From the Journals

Better adherence, shorter course with rifampin for tuberculosis


 

FROM THE NEW ENGLAND JOURNAL OF MEDICINE

Four months of rifampin is effective in prevention of active tuberculosis, with significantly higher adherence rates versus 9 months of isoniazid in adults and children, a pair of recent studies suggest.

a strain of tuberculosis is shown iLexx/Thinkstock

In one randomized, open-label trial that included adults with latent Mycobacterium tuberculosis infection, the 4-month rifampin regimen was not inferior to the 9-month isoniazid regimen in preventing active tuberculosis, had better safety, and had a rate of treatment completion 15.1 percentage points higher than the comparator.

“This trial adds to the mounting evidence of benefits of rifamycin-containing regimens of 3 or 4 months’ duration,” investigators reported in the New England Journal of Medicine.

Similarly, in an open-label study in children with latent M. tuberculosis infection, the shorter rifampin regimen had comparable efficacy and safety, according to investigators, along with a rate of treatment completion 13.4 percentage points higher than the longer isoniazid regimen.

“Rifampin has the advantage of being a single-drug regimen with existing palatable formulations for children,” reported authors of this companion study, also published in the journal.

Treatment challenges

Treating latent tuberculosis infection is central to the World Health Organization End TB Strategy and other tuberculosis elimination plans. An estimated 1.7 billion individuals, or about one-quarter of the global population, harbor latent tuberculosis infection, according to one recent estimate.

The WHO recommends treatment of latent tuberculosis infection, as well as for children under 5 years of age who are household contacts of individuals with tuberculosis. The recommended treatment is 6 or 9 months of isoniazid, with the longer duration being associated with better efficacy, previous studies have shown.

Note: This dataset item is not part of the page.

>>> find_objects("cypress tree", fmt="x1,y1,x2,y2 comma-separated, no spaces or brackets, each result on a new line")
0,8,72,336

However, isoniazid treatment has been associated with low rates of regimen completion because of the hepatotoxic effects, according to authors of the current studies comparing isoniazid to rifampin.

The 4-month daily rifampin regimen has been associated with superior treatment adherence rates and fewer hepatotoxic effects, compared with the 9-month isoniazid regimen in previous observational studies. Moreover, an earlier randomized trial including 679 men in Hong Kong demonstrated that 3 months of rifampin was superior to placebo and comparable to 6 months of isoniazid as tuberculosis prophylaxis.

Rifampin: Latest data

The adult trial just published in the New England Journal of Medicine demonstrates the efficacy and real-world effectiveness of the 4-month rifampin regimen versus the 9-month isoniazid regimen for prevention of active tuberculosis, according to lead author Dick Menzies, MD, of the Montreal Chest Institute at McGill University Health Centre.

The 4-month rifampin regimen is a “fundamental game-changer in TB prevention” based on its comparable efficacy is adults, along with improved safety and acceptability, Dr. Menzies said in a recent press release.

Dr. Menzies and his colleagues reported on 6,063 adults (aged 18 years or older) randomized to the 4-month rifampin or 9-month isoniazid regimen at trial sites in Australia, Benin, Brazil, Canada, Ghana, Guinea, Indonesia, Saudi Arabia, and South Korea.

Treatment was completed by 78.8% of individuals in the rifampin arm, compared with 63.2% of patients in the isoniazid arm, for a difference of 15.1 percentage points (95% confidence interval, 12.7-17.4; P less than .001), the researchers reported.

Rifampin was not inferior to isoniazid in preventing tuberculosis, according to the report. In the per-protocol analysis, there were a total of five confirmed or clinically diagnosed cases of active tuberculosis in each of the trial arms. All active cases were treated successfully, including two cases that had demonstrated drug resistance, investigators added.

The rifampin group had consistently lower rates of grade 3-grade 5 adverse events, particularly hepatotoxic events, versus the isoniazid group, according to analyses outlined in the report.

“We believe this 4-month rifampin treatment should replace the 9 months on isoniazid for most people who need therapy for latent tuberculosis,” said Dr. Menzies, a respirologist with the Montreal Chest Institute and a professor of medicine, epidemiology and biostatistics at McGill University, also in Montreal.